Back to blogMethodology

Why We Source Every Compression Percentage (And Why 1.6% Is the Honest Number)

By SeatCompress Team·May 25, 2026·13 min read
Why We Source Every Compression Percentage (And Why 1.6% Is the Honest Number)

Out of 682 AI-agent compression rows in the SeatCompress catalog, 11 of them — 1.6% — trace to a public source with a literal claim quote. The other 671 are explicitly tagged as algorithm-derived estimates. We put a small gray "Estimate" badge on every one of them in the dashboard. Hover and you'll see the rationale, not a fabricated URL.

Most SaaS spend platforms wouldn't tell you that ratio. We're leading with it because the alternative — opaque numbers, no provenance, "trust us, we're experts" — is the worse trust contract. A CFO reviewing your spend stack should know which numbers are anchored to a Klarna case study and which are someone's calibrated judgment, and any tool that flattens that distinction has a credibility problem it isn't admitting.

Try the free calculator — 15 seconds, no signup. You'll see the confidence badges on every AI replacement recommendation.

The thing nobody in our category will publish

Pull up Vendr's website. They'll cite "$X billion in savings achieved" with no methodology page behind it. Productiv's marketing talks about "compression %" as if it were a single defined number rather than a vendor-by-vendor judgment call. Zylo publishes opaque benchmarks. Tropic shows "potential savings" with no source attribution. (We walked through the architectural gap behind these in the Zylo vs Vendr vs Productiv comparison.)

None of them publish a sourced-versus-derived ratio for their compression claims. We don't think that's because they don't have one. We think it's because publishing it would force a conversation about how much of their dashboard is judgment versus citation, and that conversation is uncomfortable for any platform that hasn't built the provenance plumbing to answer honestly.

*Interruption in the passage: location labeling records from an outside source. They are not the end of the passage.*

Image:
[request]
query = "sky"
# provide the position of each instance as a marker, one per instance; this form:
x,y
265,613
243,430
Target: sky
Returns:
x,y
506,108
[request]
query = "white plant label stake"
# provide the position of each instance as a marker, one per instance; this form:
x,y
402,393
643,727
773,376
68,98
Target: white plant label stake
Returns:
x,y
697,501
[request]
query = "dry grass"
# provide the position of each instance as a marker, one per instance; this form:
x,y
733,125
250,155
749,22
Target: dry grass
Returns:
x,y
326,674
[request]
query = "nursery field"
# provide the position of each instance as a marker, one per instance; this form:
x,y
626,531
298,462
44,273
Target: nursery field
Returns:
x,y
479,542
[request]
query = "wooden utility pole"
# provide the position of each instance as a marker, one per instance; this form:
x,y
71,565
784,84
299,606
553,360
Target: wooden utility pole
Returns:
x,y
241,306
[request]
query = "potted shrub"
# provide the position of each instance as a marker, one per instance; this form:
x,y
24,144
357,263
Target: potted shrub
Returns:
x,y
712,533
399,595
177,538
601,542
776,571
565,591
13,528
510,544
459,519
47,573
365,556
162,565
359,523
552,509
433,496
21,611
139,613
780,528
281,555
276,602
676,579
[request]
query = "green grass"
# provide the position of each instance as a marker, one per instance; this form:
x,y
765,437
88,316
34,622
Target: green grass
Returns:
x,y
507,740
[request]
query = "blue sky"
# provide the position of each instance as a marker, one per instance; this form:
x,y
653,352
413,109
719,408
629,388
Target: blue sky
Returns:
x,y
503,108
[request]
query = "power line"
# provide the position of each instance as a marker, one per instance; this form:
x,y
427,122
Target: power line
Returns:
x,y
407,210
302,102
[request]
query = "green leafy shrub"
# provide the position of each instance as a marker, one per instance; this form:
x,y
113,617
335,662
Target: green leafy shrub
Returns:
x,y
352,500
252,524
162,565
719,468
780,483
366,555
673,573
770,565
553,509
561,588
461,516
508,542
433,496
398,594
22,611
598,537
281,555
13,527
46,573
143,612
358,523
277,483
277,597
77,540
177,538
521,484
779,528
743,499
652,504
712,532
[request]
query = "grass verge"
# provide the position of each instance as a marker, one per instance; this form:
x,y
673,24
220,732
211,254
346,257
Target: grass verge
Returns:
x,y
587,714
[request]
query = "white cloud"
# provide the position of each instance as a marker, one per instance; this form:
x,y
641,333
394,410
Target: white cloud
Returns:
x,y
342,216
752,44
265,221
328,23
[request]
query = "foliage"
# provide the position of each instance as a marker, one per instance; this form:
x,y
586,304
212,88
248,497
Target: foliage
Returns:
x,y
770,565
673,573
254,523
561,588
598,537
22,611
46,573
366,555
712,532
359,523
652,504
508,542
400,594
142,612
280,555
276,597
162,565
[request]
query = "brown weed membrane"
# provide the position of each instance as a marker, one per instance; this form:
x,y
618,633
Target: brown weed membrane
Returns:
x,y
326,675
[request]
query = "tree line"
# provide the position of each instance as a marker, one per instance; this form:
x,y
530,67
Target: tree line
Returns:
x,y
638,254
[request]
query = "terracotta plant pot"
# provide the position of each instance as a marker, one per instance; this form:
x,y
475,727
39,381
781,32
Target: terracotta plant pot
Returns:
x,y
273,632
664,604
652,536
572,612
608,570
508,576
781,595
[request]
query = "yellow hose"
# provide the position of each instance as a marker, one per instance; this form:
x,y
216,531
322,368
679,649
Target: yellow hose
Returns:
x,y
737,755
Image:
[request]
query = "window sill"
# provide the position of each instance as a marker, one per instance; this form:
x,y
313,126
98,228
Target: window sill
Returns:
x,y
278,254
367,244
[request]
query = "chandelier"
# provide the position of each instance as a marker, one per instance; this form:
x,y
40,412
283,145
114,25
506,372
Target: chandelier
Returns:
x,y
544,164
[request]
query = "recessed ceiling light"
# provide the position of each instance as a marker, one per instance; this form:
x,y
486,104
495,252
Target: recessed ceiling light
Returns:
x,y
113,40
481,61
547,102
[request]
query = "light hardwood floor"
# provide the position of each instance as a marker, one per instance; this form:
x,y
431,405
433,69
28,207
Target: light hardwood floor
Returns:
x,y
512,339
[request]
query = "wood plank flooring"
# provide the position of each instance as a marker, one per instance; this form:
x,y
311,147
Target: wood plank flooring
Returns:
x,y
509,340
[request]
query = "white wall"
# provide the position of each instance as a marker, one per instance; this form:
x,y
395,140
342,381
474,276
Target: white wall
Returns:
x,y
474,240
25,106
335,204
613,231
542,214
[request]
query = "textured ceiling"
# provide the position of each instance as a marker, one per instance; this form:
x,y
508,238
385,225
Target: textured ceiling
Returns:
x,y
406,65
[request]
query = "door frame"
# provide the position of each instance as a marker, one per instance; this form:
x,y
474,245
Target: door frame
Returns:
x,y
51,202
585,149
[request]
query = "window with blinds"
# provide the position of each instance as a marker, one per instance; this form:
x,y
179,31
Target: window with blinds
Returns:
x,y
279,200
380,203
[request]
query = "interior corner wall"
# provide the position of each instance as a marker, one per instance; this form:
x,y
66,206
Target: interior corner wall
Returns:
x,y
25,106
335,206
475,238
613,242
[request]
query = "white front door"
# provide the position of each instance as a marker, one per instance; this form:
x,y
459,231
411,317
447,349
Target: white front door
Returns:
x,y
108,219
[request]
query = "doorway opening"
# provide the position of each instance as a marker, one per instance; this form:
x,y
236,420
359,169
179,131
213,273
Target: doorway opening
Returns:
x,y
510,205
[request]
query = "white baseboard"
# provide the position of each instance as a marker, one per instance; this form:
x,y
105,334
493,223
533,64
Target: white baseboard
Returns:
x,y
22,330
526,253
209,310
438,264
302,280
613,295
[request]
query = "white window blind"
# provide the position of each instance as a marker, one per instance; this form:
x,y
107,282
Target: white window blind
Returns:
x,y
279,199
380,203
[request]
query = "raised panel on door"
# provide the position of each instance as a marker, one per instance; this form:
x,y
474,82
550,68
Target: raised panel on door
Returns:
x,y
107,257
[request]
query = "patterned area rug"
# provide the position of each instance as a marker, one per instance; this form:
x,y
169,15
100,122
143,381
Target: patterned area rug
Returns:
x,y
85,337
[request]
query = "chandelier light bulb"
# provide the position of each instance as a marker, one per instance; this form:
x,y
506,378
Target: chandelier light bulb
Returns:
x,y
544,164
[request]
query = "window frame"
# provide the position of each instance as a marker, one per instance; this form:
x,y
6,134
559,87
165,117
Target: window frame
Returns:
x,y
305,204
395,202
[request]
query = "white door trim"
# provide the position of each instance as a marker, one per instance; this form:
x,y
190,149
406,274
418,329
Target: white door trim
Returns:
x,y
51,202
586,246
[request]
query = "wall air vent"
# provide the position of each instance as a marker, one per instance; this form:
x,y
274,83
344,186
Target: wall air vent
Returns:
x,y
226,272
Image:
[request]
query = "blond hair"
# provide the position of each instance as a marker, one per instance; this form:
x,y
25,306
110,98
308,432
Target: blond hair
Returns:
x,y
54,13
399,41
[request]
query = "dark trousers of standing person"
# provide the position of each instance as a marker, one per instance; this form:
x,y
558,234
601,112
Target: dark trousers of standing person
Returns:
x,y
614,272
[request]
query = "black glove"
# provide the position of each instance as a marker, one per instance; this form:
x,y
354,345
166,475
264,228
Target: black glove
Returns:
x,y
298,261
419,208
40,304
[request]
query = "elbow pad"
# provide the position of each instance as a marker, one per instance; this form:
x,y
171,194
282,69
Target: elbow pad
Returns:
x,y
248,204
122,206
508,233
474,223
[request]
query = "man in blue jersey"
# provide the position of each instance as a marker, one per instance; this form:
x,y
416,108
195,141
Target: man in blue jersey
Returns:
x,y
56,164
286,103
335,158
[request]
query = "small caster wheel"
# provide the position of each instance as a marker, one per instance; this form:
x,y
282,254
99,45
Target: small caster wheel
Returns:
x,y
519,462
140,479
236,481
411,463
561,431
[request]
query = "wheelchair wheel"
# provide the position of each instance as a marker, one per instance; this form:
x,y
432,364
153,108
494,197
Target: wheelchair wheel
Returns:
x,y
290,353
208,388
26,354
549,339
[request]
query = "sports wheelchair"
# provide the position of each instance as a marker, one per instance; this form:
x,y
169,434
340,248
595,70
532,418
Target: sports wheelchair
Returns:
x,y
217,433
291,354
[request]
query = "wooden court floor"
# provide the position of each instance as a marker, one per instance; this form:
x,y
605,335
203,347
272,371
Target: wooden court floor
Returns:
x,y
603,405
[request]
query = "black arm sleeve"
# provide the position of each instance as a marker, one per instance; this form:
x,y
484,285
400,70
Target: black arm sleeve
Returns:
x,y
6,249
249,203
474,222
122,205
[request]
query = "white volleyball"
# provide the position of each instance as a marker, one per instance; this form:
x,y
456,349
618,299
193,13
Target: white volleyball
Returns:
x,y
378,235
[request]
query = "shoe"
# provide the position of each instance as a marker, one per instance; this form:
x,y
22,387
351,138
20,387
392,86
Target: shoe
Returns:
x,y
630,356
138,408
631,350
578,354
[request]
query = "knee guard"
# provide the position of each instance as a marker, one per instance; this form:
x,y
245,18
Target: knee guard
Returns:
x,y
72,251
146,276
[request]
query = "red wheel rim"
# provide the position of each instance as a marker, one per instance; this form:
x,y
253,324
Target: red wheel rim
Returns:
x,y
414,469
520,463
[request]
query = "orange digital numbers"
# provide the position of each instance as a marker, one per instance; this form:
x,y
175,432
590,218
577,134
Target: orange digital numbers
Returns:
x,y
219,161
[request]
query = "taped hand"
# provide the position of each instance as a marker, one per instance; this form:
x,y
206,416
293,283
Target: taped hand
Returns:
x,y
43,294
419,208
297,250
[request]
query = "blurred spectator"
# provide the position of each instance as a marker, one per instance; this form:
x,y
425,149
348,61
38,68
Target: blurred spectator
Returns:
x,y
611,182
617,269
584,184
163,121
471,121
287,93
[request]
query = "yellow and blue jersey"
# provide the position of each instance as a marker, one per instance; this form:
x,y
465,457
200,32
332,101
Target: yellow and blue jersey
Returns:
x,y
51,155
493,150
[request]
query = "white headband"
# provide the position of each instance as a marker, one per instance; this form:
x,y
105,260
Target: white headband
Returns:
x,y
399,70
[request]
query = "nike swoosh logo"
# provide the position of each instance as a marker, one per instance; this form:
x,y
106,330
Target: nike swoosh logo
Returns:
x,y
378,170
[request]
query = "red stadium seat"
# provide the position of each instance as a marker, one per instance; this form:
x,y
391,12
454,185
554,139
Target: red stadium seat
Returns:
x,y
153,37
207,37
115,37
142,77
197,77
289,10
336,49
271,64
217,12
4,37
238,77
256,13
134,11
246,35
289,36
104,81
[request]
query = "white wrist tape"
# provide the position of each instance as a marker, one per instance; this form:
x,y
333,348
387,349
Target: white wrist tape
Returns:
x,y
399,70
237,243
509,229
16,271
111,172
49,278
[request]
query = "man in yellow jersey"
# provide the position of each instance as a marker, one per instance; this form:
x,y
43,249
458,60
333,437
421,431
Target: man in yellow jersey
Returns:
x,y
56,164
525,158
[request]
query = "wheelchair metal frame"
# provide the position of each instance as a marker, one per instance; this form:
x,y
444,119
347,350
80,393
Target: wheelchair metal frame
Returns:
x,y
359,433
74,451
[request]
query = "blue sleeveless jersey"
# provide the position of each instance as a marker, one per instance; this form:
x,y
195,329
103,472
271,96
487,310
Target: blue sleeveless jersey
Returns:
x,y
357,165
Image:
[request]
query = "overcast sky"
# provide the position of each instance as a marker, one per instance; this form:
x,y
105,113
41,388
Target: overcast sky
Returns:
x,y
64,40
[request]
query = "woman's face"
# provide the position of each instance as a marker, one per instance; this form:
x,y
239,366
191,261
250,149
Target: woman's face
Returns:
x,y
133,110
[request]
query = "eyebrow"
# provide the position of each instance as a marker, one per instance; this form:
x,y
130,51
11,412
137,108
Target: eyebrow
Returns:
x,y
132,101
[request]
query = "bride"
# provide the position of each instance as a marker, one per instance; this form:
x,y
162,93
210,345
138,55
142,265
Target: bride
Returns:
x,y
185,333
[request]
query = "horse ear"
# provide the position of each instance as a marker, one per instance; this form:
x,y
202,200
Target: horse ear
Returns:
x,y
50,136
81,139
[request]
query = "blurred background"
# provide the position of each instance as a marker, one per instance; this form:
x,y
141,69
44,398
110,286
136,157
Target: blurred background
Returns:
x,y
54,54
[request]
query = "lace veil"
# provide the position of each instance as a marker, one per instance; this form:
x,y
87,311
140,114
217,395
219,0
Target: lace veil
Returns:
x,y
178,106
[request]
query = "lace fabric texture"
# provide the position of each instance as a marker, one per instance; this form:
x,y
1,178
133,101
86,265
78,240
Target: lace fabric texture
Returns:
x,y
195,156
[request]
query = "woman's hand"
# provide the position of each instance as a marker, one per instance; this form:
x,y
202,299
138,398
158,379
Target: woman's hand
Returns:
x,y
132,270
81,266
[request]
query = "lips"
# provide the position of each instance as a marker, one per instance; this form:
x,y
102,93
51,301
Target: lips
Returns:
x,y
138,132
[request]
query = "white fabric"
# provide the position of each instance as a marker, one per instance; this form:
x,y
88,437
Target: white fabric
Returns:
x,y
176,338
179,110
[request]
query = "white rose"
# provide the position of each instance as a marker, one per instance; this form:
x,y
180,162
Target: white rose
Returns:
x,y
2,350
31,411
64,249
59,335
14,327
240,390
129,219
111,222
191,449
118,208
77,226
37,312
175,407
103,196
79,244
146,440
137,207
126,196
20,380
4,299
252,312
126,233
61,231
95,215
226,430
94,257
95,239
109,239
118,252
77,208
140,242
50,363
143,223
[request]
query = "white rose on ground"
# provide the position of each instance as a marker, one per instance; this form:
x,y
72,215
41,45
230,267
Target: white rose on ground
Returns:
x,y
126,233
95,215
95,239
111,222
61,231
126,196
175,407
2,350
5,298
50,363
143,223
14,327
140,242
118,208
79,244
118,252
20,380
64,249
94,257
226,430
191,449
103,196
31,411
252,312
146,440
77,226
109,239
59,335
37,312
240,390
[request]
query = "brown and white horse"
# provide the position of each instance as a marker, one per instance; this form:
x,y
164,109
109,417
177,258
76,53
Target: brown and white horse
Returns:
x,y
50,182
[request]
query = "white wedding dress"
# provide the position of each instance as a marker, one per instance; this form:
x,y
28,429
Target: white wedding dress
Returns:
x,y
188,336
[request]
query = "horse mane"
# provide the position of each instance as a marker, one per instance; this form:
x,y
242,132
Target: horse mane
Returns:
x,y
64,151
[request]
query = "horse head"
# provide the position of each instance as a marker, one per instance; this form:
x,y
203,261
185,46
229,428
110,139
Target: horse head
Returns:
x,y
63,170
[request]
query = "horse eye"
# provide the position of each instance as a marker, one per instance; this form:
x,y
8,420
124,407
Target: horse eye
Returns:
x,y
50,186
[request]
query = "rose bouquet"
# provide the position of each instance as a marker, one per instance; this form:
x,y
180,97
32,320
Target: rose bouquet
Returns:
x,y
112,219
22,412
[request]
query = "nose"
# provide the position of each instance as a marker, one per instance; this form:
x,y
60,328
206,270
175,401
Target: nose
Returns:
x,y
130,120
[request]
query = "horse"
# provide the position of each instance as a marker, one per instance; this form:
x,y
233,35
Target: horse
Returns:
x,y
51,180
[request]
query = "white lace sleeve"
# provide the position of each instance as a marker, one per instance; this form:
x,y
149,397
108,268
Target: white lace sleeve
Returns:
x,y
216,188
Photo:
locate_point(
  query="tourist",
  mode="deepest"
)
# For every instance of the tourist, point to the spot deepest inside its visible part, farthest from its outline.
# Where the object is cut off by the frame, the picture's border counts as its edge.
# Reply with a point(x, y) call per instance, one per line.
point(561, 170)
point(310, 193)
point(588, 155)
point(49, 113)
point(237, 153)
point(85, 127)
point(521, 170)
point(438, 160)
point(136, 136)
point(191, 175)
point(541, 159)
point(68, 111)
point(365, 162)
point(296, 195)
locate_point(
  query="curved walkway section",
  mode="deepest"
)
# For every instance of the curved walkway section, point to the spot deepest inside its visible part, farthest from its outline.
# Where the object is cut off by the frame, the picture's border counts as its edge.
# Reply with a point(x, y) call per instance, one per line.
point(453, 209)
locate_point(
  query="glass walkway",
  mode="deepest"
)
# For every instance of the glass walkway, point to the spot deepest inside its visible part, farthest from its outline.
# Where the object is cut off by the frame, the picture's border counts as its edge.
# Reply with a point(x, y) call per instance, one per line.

So here's our number. Public. Reproducible. 11 sourced, 671 derived, 682 total. The rest of this post explains why.

What a "compression percentage" actually is

A SeatCompress catalog row says something like Decagon compresses 60% of Zendesk Tier-1 ticket volume. That number drives every downstream calculation: how many Zendesk seats are theoretically reclaimable, what the per-tool gross savings are, whether the agent clears its unlock threshold, what the year-1 realistic line item looks like after the realization discount.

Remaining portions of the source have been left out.